We had chili and a salad, and while we ate we studied the elaborate wall mural. There was a kind of Christ figure or an Elijah, some prophet, leading a group of people. Written over the mural was the story and philosophical declaration of the flower children of the ’60s, and about their disillusionment with our vain earthly pursuit of peace. There was some more stuff about Timothy Leary, which is to be expected, but there was a distinctly Christian-ish bent. We began to feel slightly disquieted; usually the organic movement and the flower children are maligned by the religious as fanciful hippies, dedicated liberals who embrace lives of promiscuity. This oil/water mixture shouldn’t be allowed, I thought. And what’s this? Scripture on the check…I started reading the pamphlet they gave us upon walking in, skipping past the friendly, familiar hippy declarations at the beginning and getting to the part about some version of Christ and some leader we all should follow. Still, it was decent food and it’s tough to feel alarmed by those who feed you. To me, people take on a definite maternal quality as soon as they hand me a plate, which is as a proffered breast to my trusting, infantile eyes. And they were all so nice.
Each step on the varnished staircase was inscribed with the name of a tribe of Israel, written in transliterated Hebrew or Aramaic or something. “Maybe this is some kind of Jewish place,” I conjectured aloud to Elizabeth. A woman at the counter smiled.
Back in the car we did our research. It turns out The Yellow Deli People, or The Twelve Tribes, is a fundamentalist religious group with arcane practices and rigid, draconian rules—and a great deli. They also proselytize and compel each of their converts to give up their possessions to the community, including their children, who are raised communally and according to their strict religious practices. In other words, a cult!

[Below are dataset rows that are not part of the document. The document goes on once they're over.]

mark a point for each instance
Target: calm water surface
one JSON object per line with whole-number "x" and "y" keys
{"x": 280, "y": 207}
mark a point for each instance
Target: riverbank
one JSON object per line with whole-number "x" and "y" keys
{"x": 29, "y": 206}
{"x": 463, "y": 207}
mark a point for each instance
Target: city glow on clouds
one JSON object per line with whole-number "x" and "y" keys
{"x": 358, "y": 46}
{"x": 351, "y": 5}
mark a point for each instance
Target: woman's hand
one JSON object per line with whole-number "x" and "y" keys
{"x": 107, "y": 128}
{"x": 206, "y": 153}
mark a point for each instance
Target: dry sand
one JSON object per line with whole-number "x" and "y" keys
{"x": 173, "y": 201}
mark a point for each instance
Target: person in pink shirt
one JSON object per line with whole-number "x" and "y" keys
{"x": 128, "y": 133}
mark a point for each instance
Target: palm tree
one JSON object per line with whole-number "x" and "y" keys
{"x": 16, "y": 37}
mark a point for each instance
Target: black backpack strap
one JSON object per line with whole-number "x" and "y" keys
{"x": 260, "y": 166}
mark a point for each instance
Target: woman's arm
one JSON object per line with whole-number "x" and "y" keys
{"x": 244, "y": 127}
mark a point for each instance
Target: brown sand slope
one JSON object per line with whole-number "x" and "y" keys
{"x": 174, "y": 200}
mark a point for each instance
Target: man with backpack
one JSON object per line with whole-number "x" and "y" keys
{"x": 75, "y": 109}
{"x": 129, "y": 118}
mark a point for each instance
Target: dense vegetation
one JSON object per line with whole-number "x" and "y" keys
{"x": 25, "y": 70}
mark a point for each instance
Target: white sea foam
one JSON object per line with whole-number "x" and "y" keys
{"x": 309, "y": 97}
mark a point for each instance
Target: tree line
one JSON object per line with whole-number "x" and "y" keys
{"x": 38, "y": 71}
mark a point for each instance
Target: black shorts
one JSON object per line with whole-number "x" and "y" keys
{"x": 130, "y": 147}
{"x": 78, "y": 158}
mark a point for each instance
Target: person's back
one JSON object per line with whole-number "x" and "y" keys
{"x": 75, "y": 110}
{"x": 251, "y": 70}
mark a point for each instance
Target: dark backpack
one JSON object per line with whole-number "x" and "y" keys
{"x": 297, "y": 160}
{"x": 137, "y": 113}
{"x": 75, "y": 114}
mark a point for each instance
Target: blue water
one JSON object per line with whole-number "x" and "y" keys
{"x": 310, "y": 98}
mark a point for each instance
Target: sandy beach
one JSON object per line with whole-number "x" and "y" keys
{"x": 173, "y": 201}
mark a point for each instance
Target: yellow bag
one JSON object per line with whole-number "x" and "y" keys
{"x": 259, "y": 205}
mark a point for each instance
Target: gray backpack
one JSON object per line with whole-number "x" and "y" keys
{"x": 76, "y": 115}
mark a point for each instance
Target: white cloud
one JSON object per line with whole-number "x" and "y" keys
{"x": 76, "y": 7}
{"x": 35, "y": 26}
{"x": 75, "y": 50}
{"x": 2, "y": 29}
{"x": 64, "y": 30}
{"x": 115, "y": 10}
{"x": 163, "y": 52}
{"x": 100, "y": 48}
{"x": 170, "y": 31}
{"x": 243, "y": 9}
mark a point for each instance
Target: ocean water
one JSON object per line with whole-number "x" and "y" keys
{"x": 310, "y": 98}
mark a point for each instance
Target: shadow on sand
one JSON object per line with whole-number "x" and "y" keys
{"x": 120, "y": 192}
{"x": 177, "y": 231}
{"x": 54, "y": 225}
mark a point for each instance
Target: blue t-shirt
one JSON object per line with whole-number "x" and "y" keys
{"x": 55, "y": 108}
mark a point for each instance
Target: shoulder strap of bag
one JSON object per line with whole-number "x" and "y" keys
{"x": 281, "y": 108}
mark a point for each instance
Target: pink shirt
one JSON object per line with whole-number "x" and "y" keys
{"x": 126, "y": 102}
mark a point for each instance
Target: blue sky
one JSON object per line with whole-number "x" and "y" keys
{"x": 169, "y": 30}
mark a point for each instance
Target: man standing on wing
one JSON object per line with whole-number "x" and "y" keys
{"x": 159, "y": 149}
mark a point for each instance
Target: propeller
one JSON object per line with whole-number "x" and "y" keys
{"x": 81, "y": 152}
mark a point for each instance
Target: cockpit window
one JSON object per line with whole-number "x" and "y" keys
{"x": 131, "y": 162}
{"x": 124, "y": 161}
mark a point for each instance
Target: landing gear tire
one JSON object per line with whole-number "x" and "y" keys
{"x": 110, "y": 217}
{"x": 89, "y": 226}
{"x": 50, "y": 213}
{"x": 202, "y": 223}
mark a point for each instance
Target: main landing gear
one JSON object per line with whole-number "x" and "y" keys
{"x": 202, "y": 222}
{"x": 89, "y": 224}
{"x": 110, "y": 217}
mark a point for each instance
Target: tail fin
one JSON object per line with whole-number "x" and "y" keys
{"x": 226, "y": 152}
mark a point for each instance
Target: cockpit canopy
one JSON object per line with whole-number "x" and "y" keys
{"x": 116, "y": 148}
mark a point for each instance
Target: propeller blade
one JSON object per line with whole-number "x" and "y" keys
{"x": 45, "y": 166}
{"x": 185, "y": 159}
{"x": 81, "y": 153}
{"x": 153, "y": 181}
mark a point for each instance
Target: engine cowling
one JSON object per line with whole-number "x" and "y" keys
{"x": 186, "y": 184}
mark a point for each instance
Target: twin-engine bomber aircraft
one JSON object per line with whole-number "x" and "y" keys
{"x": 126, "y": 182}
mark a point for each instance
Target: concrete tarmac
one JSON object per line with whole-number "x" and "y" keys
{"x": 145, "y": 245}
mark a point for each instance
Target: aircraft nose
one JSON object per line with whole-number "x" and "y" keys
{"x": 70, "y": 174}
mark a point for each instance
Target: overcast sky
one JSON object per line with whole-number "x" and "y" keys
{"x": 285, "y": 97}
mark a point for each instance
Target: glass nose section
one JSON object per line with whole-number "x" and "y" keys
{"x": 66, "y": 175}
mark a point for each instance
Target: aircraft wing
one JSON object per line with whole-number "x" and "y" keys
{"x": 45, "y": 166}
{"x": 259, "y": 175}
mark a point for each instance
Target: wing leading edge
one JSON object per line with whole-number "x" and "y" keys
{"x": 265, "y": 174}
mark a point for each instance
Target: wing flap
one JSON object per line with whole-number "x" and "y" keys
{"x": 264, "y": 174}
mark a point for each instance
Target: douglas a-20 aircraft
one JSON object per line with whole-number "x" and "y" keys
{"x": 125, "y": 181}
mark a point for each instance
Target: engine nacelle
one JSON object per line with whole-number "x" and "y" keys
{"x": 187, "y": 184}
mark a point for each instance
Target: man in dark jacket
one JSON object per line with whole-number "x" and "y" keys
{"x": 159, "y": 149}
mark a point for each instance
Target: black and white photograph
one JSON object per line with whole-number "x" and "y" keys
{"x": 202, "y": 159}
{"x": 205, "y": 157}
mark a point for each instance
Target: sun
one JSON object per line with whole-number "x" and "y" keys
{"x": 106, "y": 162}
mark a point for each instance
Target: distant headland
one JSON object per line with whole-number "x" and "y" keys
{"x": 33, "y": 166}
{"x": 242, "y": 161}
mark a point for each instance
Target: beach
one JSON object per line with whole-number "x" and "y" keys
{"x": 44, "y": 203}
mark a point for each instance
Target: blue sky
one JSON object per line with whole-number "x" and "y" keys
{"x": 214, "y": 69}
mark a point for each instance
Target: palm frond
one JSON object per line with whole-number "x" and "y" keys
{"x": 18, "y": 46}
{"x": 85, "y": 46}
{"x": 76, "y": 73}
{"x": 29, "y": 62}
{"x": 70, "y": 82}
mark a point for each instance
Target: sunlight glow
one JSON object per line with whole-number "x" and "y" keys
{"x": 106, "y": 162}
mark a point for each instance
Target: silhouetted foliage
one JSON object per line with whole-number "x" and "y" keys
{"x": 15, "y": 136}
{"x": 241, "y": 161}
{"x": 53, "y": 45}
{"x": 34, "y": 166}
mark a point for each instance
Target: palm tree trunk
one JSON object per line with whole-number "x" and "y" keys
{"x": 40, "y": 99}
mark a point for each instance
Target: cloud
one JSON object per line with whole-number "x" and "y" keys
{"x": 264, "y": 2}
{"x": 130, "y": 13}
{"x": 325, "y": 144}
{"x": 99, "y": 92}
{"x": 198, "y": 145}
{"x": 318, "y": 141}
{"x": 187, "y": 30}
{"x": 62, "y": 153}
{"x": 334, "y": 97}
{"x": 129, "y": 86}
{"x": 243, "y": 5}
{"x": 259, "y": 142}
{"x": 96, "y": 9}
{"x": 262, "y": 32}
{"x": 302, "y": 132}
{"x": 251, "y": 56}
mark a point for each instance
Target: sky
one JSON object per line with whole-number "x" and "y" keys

“Oh my god we ate at a cult!” screamed Elizabeth, and we made the usual jokes about suicide kool-aid and sexual initiation rites, tantalizing to our overactive, alarmist imaginations. She read an article about a former Yellow Deli member who escaped, and we loved the creepiness and the chills down our spines. You might too? For a good time, eat at the Yellow Deli in Chattanooga! The food is good, don’t drink the kool-aid, skip the pamphlets, enjoy the feeling of being stared at.